>>45366Well, they are and they aren't. To use a film example, the original Halloween is considered a "masterpiece." As a work it's very effective in how it uses very little to achieve a lot. The story isn't complex or complicated and neither are the characters, but it successfully plays off of the fears and anxieties inherent in the audience to create a frightening experience. Its influence is cited as the basis for the prominence slasher movies would rise to in the 80s and it's still considered a classic which helped launch John Carpenter's career.
But now if you were to watch it today and compare it to more recent slasher or horror films, it seems almost quaint. They even lampshade this in the recent reboot where one of the characters is told about the events of the first movie and their response is basically, "so, what, a guy stabbed a handful of people 30 years ago?"

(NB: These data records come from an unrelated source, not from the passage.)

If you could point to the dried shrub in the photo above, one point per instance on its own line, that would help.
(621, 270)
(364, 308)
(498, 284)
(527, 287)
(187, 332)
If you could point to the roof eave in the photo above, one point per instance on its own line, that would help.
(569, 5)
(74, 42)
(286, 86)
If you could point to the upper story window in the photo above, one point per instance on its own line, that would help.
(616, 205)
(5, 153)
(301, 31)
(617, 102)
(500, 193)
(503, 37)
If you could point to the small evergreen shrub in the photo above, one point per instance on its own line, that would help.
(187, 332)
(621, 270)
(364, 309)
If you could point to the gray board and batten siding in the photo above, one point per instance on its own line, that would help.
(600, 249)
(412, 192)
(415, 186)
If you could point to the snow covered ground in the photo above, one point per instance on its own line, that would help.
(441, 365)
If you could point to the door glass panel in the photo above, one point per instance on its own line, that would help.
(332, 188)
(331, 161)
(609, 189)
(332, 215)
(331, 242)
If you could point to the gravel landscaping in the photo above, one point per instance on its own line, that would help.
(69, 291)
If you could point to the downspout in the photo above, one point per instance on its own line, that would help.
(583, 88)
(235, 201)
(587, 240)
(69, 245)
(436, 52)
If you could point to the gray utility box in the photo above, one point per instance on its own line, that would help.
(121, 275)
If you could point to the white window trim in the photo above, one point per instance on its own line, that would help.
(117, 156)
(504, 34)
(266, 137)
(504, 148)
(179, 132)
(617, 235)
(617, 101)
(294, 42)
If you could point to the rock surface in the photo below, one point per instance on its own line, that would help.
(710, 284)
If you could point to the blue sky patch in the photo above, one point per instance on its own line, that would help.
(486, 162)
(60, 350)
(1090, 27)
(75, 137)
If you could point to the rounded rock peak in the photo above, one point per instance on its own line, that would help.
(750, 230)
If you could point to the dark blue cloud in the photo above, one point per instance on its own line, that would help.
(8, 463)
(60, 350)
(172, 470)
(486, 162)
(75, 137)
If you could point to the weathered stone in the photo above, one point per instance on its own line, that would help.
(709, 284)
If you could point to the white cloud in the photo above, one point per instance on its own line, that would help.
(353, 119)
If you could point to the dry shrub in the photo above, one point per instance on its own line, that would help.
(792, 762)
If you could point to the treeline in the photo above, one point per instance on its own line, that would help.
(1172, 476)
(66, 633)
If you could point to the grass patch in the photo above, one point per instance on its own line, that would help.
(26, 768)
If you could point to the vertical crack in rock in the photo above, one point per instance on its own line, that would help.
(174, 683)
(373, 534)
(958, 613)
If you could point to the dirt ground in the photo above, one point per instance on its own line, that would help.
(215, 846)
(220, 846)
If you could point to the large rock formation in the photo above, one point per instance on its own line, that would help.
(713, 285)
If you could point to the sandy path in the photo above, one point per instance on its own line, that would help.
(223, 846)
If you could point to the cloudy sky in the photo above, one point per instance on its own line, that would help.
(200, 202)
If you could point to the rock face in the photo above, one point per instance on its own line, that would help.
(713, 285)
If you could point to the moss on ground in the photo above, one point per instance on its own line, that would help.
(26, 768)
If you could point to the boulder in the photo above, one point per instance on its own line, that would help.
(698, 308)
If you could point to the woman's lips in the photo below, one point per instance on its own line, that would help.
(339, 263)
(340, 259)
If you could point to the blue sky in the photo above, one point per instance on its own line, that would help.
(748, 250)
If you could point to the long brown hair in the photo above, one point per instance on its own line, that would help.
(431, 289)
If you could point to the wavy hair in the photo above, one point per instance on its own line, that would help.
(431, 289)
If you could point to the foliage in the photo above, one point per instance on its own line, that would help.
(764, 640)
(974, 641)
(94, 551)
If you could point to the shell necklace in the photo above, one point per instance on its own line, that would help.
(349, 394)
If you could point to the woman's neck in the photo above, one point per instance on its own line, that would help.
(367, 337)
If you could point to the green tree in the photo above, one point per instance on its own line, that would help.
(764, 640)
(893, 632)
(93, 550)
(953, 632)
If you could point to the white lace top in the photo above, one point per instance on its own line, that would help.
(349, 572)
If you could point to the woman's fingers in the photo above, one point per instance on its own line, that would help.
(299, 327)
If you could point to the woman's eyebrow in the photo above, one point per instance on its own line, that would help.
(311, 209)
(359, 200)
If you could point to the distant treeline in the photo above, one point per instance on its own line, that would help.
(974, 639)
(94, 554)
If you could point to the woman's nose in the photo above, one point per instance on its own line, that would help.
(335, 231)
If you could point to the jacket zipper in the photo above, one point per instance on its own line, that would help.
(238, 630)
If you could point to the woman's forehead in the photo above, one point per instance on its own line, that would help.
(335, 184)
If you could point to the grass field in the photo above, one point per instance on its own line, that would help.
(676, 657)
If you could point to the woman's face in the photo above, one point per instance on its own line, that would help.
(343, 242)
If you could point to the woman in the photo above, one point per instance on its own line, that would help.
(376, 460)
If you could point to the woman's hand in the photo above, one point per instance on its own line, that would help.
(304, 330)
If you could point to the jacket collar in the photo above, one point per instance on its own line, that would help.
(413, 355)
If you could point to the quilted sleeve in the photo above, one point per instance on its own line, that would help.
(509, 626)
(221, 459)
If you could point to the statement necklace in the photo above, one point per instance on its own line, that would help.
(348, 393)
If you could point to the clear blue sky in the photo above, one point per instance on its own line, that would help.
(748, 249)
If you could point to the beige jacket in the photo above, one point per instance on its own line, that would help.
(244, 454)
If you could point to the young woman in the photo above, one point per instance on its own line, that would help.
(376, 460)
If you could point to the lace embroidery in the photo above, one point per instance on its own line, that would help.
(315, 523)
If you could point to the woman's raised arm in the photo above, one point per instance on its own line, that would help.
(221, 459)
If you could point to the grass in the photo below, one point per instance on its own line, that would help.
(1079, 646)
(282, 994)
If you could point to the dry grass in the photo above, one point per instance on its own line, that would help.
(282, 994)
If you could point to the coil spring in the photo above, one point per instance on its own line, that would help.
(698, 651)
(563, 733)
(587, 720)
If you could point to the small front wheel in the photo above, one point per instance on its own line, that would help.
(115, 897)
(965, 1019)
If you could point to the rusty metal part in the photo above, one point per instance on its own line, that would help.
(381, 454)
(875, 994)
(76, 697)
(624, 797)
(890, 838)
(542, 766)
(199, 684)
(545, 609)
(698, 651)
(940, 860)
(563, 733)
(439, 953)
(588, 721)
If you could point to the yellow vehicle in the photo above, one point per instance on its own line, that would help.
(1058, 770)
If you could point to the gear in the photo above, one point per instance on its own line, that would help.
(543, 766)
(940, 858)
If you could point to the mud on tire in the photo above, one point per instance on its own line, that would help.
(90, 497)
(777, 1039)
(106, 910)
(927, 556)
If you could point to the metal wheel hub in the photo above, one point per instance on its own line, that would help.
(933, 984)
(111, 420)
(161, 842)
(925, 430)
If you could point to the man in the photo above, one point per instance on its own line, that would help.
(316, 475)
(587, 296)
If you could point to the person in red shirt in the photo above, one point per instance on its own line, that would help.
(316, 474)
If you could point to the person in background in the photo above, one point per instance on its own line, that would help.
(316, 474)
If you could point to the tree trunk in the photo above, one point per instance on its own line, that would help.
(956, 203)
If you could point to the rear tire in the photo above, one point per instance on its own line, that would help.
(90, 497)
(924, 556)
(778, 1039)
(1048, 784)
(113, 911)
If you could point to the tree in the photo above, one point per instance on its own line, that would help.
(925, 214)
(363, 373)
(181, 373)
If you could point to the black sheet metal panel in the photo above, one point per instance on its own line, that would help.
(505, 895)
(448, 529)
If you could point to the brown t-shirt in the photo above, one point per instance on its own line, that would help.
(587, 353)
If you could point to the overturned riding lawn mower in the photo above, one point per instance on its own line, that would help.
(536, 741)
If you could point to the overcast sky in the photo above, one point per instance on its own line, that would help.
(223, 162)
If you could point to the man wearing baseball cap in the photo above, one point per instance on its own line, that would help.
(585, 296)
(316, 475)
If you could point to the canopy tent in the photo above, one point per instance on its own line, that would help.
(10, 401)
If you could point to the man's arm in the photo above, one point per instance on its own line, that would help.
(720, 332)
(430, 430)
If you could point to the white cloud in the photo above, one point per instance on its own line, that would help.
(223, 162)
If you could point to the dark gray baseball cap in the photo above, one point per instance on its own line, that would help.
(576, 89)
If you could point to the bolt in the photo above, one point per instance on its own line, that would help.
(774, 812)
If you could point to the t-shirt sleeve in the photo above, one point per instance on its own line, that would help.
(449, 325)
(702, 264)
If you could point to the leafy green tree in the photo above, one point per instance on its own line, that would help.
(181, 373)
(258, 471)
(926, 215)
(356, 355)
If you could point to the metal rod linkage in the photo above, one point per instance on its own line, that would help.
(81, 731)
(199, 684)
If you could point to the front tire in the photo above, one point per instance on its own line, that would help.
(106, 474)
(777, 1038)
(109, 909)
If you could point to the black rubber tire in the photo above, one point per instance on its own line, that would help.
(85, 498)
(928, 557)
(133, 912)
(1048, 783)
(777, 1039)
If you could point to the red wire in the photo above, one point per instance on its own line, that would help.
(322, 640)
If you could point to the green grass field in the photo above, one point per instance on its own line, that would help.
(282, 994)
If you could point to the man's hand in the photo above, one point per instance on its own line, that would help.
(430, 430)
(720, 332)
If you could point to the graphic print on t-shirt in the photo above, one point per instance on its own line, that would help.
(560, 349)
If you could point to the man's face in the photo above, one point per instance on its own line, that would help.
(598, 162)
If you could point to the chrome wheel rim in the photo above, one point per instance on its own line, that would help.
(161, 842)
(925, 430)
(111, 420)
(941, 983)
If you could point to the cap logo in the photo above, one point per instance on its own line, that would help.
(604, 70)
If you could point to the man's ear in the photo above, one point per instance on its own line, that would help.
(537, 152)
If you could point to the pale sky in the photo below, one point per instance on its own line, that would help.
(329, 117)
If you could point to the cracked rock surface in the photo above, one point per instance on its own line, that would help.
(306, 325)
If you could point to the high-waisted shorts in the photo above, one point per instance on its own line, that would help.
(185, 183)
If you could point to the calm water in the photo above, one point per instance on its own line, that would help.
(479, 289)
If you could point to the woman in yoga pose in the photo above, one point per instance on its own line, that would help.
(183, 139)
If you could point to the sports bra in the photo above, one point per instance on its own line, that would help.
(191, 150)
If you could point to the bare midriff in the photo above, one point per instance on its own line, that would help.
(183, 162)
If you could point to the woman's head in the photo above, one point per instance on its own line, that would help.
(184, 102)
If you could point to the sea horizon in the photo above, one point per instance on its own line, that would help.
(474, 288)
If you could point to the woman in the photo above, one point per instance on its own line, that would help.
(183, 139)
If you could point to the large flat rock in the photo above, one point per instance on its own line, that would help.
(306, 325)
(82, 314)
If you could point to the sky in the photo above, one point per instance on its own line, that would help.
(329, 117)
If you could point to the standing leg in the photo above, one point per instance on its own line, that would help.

So while yeah, analyzed in context Halloween is still a "masterpiece." But like all influential works, others copy and derive inspiration from it, building off the work it did and ideally achieving more. While not only the state of the art is constantly evolving, other parts of society are as well. Yeah, the idea of the bogeyman breaking into your house and stabbing you is still scary, but its been supplanted by other fears. 3 people getting stabbed on Halloween probably wouldn't even get much notice today when school shootings produce double digit body counts pretty regularly.
But all that is part and parcel of the "masterpiece" process. Originally, you're talking about the work produced by a professional apprentice, someone that has spent years or possibly decades learning techniques that have been developed and passed down over centuries. Producing a masterpiece is meant to not only demonstrate mastery over those techniques, but also how you've innovated on them. There's the expectation that not only have you mastered the old techniques, but improved on them, and also that you'll be imparting these to the next generation of your own apprentices.
So yeah, while a "masterpiece" is in itself eternal, the qualities which made it so originally become less apparent over time as techniques, technology, and culture change, and often the more influential the work, the less remarkable it appears in retrospect.